Importing everything we need to start the project

In [17]:
import yfinance as yf
import pandas as pd
from sklearn.ensemble import RandomForestClassifier
from sklearn.metrics import precision_score
import os

Loading the s&p500 data that we downloaded or download it from yahoo finance API if it doesn't exist

In [18]:
sp500 = pd.read_csv("sp500.csv", index_col=0) if os.path.exists("sp500.csv") else yf.Ticker("^GSPC").history(period="max")

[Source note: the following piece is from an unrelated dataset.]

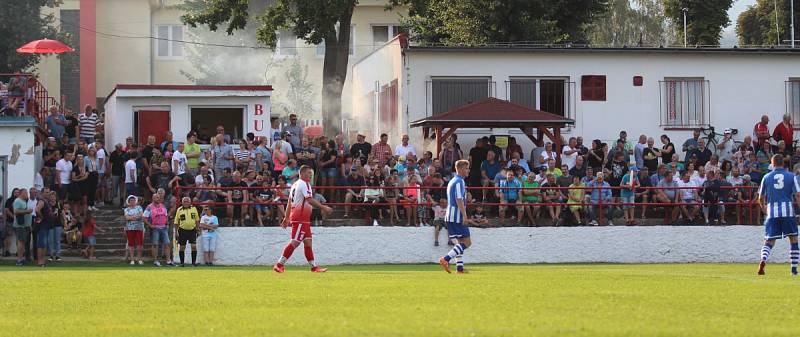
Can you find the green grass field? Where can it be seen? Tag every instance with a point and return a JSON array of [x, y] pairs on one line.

We'll process the data in the following way:

+ Converts the index to datetime format.
+ Drops unnecessary columns ("Dividends" and "Stock Splits").
+ Creates a "Tomorrow" column representing the next day's closing price.
+ Creates a "Target" column, where 1 indicates a price increase and 0 indicates a decrease.
+ Filters data from January 1, 1990, onwards.

In [19]:
sp500.head()

Unnamed: 0_level_0,Open,High,Low,Close,Volume,Dividends,Stock Splits
Date,Unnamed: 1_level_1,Unnamed: 2_level_1,Unnamed: 3_level_1,Unnamed: 4_level_1,Unnamed: 5_level_1,Unnamed: 6_level_1,Unnamed: 7_level_1
1927-12-30 00:00:00-05:00,17.66,17.66,17.66,17.66,0,0.0,0.0
1928-01-03 00:00:00-05:00,17.76,17.76,17.76,17.76,0,0.0,0.0
1928-01-04 00:00:00-05:00,17.719999,17.719999,17.719999,17.719999,0,0.0,0.0
1928-01-05 00:00:00-05:00,17.549999,17.549999,17.549999,17.549999,0,0.0,0.0
1928-01-06 00:00:00-05:00,17.66,17.66,17.66,17.66,0,0.0,0.0


In [20]:
sp500.index = pd.to_datetime(sp500.index)
# sp500.drop(["Dividends", "Stock Splits"], axis=1, inplace=True)
sp500["Tomorrow"] = sp500["Close"].shift(-1)
sp500["Target"] = (sp500["Tomorrow"] > sp500["Close"]).astype(int)
sp500 = sp500.loc["1990-01-01":].copy()

We will use the four predictors in the following order: "Close", "Volume", "Open", "High", "Low".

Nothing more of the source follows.